Investors have deepened their love affair with euro zone stocks and pushed allocations to two-year highs - the third-highest on record - while buoyant company earnings signal an extension of the global equity bull run, a survey showed on Tuesday. The latest monthly survey by Bank of America Merrill Lynch showed money managers continued to swing away from US equities into Europe.
They remained bullish on stocks overall, however, with more than half those polled - the most in three years - predicting that global profits would improve over the next 12 months. "Sentiment bullish, but irrationality not yet visible despite all-time highs in credit and equity markets, robust global (earnings), benign French election result," BAML said in its poll of funds managing close to $650 billion.
While the majority of those surveyed expected the so-called Goldilocks scenario of high growth and low inflation, BAML was more bullish, predicting more upside to global stocks. "You see Goldilocks, we see Icarus," it added. A range of leading stock indices have hit record highs this week, including the MCSI Global index, S&P 500, German DAX and Britain's FTSE 100. The poll found enthusiasm for euro zone stocks continuing to grow in May, with a net 59 percent of funds overweight versus 48 percent in April.
Euro zone stocks are approaching two-year highs, having rallied by about 10 percent so far this year on the back of a strong economic recovery, robust company earnings and voters' rejection of populist parties in elections. A fifth of investors surveyed by BAML considered European share valuations excessive. In contrast, 82 percent viewed US stocks as expensive, just off April's record high, while the Nasdaq technology index was deemed the most crowded trade.
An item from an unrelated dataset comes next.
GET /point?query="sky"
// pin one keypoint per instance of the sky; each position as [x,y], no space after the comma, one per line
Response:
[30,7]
While the net US equity underweight position eased slightly to 17 percent in May, relative positioning versus the rest of the world was the lowest since November 2007 at minus 38 percent. Overall, equity allocations rose in May to net 45 percent overweight, though funds trimmed underweight positions in bonds to a net 57 percent. BAML reiterated that room remains for more gains on risky assets, based on the average 4.9 percent cash holding, which it said was too high to denote the "big top" in markets In terms of potential pitfalls, Chinese credit tightening was feared most, displacing European Union disintegration as the biggest tail risk.